Business Insider references NASA's Jet Propulsion Laboratory (JPL} - the original link is broken, but the JPL still make the claim in a 2005 press release:
Dr. Richard Gross of NASA's Jet Propulsion Laboratory, Pasadena, Calif., and Dr. Benjamin Fong Chao, of NASA's Goddard Space Flight Center, Greenbelt, Md., said all earthquakes have some affect on Earth's rotation. It's just they are usually barely noticeable.

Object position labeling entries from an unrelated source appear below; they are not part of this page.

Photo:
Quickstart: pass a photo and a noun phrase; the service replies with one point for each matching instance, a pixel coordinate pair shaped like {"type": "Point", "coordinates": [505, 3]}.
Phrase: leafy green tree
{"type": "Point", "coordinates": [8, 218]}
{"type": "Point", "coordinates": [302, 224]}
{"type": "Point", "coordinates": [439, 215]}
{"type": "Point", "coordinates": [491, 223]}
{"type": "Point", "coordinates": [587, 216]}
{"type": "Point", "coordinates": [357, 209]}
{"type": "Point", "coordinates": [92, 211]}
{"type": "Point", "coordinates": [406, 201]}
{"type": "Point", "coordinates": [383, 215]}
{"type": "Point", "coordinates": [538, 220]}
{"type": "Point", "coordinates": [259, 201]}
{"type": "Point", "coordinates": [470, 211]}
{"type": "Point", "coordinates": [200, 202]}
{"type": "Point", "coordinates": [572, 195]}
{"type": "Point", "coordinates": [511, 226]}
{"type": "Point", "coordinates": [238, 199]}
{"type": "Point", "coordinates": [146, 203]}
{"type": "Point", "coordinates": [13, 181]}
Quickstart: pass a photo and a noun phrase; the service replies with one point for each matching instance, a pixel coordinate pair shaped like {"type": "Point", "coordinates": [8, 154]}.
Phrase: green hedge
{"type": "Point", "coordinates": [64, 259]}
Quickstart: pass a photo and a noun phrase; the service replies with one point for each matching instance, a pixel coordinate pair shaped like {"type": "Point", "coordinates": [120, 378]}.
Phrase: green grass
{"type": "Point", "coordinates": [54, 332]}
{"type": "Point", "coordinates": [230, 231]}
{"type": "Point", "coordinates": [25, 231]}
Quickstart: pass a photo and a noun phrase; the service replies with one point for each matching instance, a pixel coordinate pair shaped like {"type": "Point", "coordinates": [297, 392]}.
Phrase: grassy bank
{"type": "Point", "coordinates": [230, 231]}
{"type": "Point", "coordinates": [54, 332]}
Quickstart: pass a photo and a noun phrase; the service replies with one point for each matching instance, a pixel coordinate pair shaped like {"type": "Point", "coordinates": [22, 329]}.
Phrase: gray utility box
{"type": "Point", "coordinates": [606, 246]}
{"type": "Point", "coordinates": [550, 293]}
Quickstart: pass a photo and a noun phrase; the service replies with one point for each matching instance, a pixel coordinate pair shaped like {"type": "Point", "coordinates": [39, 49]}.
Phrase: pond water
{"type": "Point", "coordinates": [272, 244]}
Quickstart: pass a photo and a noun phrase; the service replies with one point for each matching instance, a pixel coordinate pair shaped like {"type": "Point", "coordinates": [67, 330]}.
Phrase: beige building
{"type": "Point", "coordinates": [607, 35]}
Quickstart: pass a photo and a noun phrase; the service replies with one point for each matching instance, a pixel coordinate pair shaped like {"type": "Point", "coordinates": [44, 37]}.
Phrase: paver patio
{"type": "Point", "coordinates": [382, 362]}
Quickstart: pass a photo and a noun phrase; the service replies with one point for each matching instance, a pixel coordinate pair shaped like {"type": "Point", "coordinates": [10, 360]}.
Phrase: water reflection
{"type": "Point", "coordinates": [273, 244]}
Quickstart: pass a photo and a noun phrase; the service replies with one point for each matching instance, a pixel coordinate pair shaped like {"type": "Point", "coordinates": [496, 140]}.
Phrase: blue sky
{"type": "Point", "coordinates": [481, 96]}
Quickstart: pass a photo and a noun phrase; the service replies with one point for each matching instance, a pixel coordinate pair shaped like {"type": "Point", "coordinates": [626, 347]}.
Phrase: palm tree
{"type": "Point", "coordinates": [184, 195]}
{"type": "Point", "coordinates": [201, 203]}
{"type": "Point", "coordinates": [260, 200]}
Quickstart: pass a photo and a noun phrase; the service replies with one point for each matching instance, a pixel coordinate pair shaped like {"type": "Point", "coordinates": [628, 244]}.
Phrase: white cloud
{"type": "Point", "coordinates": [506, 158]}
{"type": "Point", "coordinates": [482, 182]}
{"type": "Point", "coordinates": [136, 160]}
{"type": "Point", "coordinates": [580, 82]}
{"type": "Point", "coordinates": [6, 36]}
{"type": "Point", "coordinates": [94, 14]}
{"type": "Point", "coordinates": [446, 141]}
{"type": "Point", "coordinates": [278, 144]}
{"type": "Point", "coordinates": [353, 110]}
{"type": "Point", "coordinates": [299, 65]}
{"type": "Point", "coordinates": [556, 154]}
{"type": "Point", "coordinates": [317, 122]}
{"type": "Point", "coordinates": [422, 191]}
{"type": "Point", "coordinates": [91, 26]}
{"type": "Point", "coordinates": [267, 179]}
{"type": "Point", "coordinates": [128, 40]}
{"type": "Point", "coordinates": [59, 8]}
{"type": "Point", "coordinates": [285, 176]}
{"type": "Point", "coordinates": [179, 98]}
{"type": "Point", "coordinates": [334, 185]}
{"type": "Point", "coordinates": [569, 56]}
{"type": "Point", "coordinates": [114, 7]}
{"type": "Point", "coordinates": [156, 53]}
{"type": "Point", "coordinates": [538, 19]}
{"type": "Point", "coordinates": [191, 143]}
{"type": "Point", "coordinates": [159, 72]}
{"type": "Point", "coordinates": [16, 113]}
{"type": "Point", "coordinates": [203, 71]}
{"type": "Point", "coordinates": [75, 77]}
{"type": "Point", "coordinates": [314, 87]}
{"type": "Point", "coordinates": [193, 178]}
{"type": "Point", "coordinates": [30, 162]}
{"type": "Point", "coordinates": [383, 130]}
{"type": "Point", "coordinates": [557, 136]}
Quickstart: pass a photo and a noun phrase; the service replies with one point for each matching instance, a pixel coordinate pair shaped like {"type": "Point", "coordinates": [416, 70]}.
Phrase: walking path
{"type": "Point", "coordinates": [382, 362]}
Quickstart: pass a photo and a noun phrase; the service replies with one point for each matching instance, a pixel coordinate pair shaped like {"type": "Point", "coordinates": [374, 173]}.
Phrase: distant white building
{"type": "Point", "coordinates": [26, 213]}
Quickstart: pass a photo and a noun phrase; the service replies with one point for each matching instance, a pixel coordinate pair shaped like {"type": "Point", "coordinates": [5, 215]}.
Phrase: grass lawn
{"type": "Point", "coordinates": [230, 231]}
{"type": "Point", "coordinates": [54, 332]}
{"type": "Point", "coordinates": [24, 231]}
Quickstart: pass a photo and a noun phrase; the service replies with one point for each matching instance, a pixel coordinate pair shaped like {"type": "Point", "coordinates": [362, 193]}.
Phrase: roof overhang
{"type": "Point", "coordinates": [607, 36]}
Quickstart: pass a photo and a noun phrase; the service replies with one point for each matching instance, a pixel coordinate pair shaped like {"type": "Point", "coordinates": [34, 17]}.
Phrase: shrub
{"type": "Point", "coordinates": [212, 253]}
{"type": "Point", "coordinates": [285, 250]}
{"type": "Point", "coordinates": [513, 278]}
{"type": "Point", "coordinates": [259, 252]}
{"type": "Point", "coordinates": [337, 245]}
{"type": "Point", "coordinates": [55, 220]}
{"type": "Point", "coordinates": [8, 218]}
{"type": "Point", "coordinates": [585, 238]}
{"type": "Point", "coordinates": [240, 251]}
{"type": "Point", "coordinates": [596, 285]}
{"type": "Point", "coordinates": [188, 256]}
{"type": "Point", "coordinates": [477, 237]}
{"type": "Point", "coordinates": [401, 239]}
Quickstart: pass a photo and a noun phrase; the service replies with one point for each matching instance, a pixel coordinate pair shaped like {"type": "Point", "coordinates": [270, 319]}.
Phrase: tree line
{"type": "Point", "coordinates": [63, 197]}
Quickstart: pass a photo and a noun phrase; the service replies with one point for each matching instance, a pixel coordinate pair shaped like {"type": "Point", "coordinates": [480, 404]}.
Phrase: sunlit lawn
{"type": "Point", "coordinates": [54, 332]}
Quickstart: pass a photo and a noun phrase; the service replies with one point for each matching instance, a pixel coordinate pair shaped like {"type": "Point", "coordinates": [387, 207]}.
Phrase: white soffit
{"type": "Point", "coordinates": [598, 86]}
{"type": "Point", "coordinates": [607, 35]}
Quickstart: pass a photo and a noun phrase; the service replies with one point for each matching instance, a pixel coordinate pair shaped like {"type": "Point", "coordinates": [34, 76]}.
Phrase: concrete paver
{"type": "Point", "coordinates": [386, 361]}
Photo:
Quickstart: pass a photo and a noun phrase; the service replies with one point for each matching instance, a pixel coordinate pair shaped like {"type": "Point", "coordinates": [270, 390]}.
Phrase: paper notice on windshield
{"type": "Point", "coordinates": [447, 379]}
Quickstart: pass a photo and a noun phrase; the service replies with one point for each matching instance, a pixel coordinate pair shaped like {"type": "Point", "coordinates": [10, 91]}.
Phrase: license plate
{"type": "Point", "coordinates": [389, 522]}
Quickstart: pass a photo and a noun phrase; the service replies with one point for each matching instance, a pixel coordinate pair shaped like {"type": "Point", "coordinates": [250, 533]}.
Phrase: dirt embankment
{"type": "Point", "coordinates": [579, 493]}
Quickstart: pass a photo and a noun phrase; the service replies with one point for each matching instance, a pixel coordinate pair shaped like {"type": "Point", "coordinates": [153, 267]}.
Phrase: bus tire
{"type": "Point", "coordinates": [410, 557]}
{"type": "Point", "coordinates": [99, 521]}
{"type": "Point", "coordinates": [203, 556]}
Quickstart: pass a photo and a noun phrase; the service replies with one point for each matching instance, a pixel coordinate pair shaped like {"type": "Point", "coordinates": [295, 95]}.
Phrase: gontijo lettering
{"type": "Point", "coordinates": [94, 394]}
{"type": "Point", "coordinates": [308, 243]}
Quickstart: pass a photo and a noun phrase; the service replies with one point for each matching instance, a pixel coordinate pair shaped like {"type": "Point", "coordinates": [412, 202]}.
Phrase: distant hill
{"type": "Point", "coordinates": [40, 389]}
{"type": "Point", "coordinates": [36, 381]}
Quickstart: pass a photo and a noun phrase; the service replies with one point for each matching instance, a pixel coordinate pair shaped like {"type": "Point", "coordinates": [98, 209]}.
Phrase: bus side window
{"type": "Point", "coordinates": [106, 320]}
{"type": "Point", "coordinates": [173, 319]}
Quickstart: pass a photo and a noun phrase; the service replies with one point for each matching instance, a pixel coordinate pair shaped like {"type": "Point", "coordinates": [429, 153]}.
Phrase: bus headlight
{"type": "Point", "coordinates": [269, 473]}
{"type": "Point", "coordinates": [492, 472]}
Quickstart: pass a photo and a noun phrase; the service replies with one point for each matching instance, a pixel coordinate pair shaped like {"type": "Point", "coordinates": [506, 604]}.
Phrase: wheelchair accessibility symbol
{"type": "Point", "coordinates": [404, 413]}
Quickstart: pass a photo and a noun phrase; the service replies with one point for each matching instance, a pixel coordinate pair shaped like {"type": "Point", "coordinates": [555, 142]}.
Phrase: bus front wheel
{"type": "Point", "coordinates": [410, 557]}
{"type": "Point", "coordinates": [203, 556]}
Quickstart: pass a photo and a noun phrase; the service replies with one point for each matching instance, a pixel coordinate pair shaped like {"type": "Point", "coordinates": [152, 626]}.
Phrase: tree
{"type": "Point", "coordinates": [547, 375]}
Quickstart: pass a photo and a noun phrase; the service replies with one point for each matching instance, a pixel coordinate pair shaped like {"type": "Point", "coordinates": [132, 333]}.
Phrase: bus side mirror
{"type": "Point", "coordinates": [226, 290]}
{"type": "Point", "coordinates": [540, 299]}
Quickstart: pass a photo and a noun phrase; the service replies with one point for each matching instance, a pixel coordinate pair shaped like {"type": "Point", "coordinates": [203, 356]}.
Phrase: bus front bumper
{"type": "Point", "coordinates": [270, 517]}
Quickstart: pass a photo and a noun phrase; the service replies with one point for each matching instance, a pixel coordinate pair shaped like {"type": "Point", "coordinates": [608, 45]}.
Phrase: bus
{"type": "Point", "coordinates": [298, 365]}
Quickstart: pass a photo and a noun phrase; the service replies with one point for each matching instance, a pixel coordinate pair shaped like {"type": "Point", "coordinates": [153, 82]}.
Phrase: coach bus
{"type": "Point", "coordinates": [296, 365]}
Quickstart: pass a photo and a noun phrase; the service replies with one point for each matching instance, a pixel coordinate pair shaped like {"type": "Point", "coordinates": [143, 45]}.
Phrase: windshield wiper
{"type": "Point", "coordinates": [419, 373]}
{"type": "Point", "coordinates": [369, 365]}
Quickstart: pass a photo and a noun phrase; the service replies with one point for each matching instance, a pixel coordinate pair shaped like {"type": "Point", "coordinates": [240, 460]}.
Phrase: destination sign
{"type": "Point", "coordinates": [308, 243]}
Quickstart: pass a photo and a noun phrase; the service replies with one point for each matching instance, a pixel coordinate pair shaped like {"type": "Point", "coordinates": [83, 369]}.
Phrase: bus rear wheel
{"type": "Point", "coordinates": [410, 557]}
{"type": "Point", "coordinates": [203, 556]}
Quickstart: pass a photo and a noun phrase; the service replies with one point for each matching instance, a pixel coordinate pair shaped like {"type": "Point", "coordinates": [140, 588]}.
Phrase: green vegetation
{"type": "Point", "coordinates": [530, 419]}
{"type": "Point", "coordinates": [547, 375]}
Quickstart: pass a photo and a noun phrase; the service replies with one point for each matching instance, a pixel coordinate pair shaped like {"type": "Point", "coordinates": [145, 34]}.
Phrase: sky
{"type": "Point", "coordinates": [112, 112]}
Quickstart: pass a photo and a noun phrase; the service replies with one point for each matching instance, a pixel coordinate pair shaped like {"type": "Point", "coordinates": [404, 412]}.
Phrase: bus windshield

To make a comparison about the mass that was shifted as a result of the earthquake, and how it affected the Earth, Chao compares it to the great Three-Gorge reservoir of China. If filled, the gorge would hold 40 cubic kilometers (10 trillion gallons) of water. That shift of mass would increase the length of day by only 0.06 microseconds and make the Earth only very slightly more round in the middle and flat on the top. It would shift the pole position by about two centimeters (0.8 inch).
In 1995, Dr Chao published a paper showing how to model the effects of major reservoirs on the moment of inertia (and the location of the poles):
That paper looked at 88 major reservoirs, not including Three-Gorges Dam - it wasn't opened yet.
In 2002, Dr Chao was a co-author of another paper:
In this paper, they use the same modelling from the 1995 paper to look at the effect of the Three-Gorges Dam.
when filled, the Three‐Gorges Reservoir would cause an overall change in Earth's dynamic oblateness J2 by +3.0 × 10−13, J3 by +2.4 × 10−12, and Earth's rotation by only +0.060 μs in length‐of‐day, but as much as 0.64 milliarcsecond in polar motion excitation toward the direction away from the longitude of the Three‐Gorges.
That a dam would affect the rotation of the Earth is not surprising. As the JPL article explains:
"Any worldly event that involves the movement of mass affects the Earth's rotation, from seasonal weather down to driving a car," Chao said.